Saturday, November 28, 2009
When The Tuna Boat Came In
By Douglas V. Gibbs
According to the New York Times, the Blue Fin Tuna is in a death spiral. Perhaps. I don't know enough about Atlantic Tuna to make a determination. The Yellow Fin Tuna is more to my familiarity since the family has such a close connection to it. I've heard the stories of how my uncle Gil and his father Frank were the first to commercially pack tuna. They began a company named the Van Camp Seafood Company, based out of San Diego, and named their product "Chicken of the Sea." The Van Camps enjoyed a merger with Ralston-Purina in 1963, which is where the money was really made.
Visiting Uncle Gil and Aunt Alice as a kid was always a treat. They were the ones that exposed me to the arts, exquisite cuisine, and reading. My aunt bought me hundreds of dollars worth of books every Christmas, usually with a theme. One year all of the books might be about horses. Another year, the books were all mysteries. Once the collection of books was nothing but Science Fiction, from H.G. Wells to Isaac Asimov. Nonetheless, Gil and Alice did what they could to ensure I was well educated, and exposed to the things they felt I ought to be.
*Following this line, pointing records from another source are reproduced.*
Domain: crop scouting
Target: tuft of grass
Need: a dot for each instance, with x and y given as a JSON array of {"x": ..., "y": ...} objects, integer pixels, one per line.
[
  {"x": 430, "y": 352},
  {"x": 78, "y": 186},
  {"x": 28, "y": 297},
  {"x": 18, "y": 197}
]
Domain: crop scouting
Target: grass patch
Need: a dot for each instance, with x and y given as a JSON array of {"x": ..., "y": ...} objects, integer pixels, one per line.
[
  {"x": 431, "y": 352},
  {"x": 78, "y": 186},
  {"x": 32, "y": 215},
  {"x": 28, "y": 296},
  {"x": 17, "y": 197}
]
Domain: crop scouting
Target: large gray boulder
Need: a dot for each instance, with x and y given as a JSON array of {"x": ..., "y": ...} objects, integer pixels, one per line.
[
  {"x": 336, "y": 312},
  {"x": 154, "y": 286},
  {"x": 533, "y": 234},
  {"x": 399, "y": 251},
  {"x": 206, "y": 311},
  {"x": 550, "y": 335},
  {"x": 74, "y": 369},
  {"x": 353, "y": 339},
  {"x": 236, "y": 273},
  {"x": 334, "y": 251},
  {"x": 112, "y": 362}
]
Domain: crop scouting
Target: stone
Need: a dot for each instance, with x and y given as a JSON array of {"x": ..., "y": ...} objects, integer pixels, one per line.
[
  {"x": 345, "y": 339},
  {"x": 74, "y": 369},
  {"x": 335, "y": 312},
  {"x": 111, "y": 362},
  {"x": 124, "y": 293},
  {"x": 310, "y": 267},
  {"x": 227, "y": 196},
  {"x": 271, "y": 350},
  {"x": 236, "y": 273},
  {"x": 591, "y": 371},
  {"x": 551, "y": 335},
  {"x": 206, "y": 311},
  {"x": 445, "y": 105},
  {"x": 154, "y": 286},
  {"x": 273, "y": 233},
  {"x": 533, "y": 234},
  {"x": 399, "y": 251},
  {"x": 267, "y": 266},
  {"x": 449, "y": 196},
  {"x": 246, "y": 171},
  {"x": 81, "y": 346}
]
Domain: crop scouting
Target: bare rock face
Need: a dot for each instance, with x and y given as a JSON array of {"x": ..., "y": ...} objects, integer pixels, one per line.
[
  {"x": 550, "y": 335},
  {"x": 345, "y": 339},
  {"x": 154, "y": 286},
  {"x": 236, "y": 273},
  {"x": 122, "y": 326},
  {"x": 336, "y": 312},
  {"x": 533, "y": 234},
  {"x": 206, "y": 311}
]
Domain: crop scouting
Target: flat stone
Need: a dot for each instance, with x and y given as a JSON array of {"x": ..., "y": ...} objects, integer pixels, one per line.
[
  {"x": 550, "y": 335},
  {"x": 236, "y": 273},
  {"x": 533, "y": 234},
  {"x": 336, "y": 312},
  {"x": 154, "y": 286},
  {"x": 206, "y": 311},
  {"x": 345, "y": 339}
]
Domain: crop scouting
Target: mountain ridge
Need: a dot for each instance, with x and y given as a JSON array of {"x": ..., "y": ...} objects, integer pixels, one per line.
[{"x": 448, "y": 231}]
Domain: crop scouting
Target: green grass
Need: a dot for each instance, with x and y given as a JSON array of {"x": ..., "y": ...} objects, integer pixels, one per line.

Interestingly, I never got the feeling from any of my family that wealth meant elitism, or a stuffy attitude. My Uncle Stan, once, picked me up to take me to the piers for a hamburger, and we chatted away about baseball cards and bicycles.
I when my Uncle Gil took my family out to a snazzy French restaurant, and my little brother, after studying the menu carefully, announced he desired a burrito. Gil obliged, vanishing for a while, and returning with a burrito for the little boy.
As a child I also heard a lot of tales about the tuna fishing, and what it was like in the old days. Gil was concerned with the environmentalists crying about the diminishing population of Yellow Tail, even though he knew, he would say, that the environmentalists were all full of crap.
That is the statement that comes to mind as I read the New York Times proclamation that Blue Fin is on death's door. One wonders, as is all of the other environmental claims, if the announcement of Tuna's death spiral is true, or just a load of bull with a trail of money attached.
I suppose when the tuna boat comes in with no catch, there will be concern, but I don't believe it will ever get to something like that. I just wonder, with the advent of Climategate, if the leftists are lying about the Tuna, or if there really is need for alarm.
Listening to my uncle, I would say it is probably a false alarm, just like the false hysteria about man-made global warming.